26 Ağustos 1071 Malazgirt Zaferi ve 26 Ağustos 1922de başlayıp 30 Ağustos Zaferi ile neticelenen Büyük Taarruzun, Türk tarihinde dönüm noktasını teşkil ettikleri ve tarihimizin seyrini değiştirdikleri şüphe götürmez bir hakikattir.
26 Ağustos 1071; Feth-i Mü-bin’in müjdesi, Anadolu’yu yurt edinmenin ve vatan sevgisinin bir ifadesidir.
26 Ağustos 1922 ise; Anadolu’nun sonsuza dek Türk yurdu kalacağını, dünyaya ilan eden bir milletin, gür sesi ve fırtına olup düşmanı denize döken kuvvetli nefesidir.
Aslında Ağustos ayının her günü Türk zaferleriyle doludur. Tarihin en kesin neticeli ve iki saatlik meydan savaşı olan Mohaç ile, Ertuğrul Gaziye Bizans sınırında bir dirlik verilmesine sebep olan, Yassı Çemen Savaşı da Ağustos ayı içinde meydana gelmiştir.
Bütün zaferlerimizde olduğu gibi, Ağustos zaferlerimizin temelinde yatan faktör de, şüphesiz bizdeki vatan sevgisidir. Çünkü, bütün mücadelelerin amacında, vatan sevgisi en önde gelir. Bizde vatan kutsaldır. Hatta namus olarak kabul edilir. Ona uzanan eller kırılır. Ona kem gözle bakan gözler oyulur. "Vatanın her karış toprağı vatandaşın kanıyla sulanmadıkça terkolunamaz" ilkesi kanun kabul edilir.

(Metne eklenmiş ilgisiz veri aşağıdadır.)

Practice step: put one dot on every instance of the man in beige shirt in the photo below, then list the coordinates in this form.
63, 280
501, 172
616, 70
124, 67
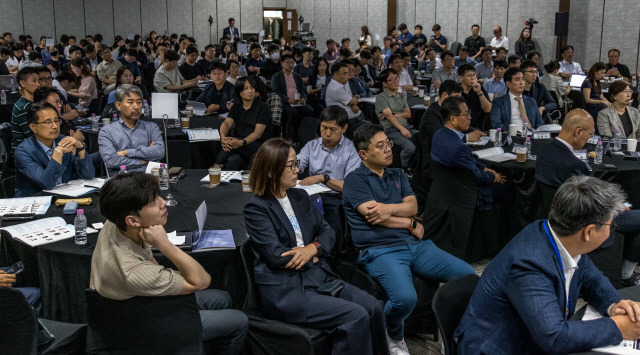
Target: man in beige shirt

Meşhur Arap edebiyatçısı Câhız’ın yazdığı ve Ramazan Şeşen’in tercümesini yaptığı, Hilafet Ordusunun Menkıbeleri ve Türklerin Faziletleri isimli eserde aynen şöyle denir: "Vatan sevgisi bütün insanları ve bütün memleketleri kapsayan bir hususiyet olmakla beraber, Türklerde daha fazla ve daha köklüdür... Vatan üzerine titreme, ona iştiyak ve arzu Kuranda geçer. Türk’ün vatanına duyduğu iştiyak, diğer insanlara göre daha fazla ve daha şiddetlidir. " İşte bu üstün vatan sevgisidir ki, bize sonsuz zaferlerin yolunu açmıştır.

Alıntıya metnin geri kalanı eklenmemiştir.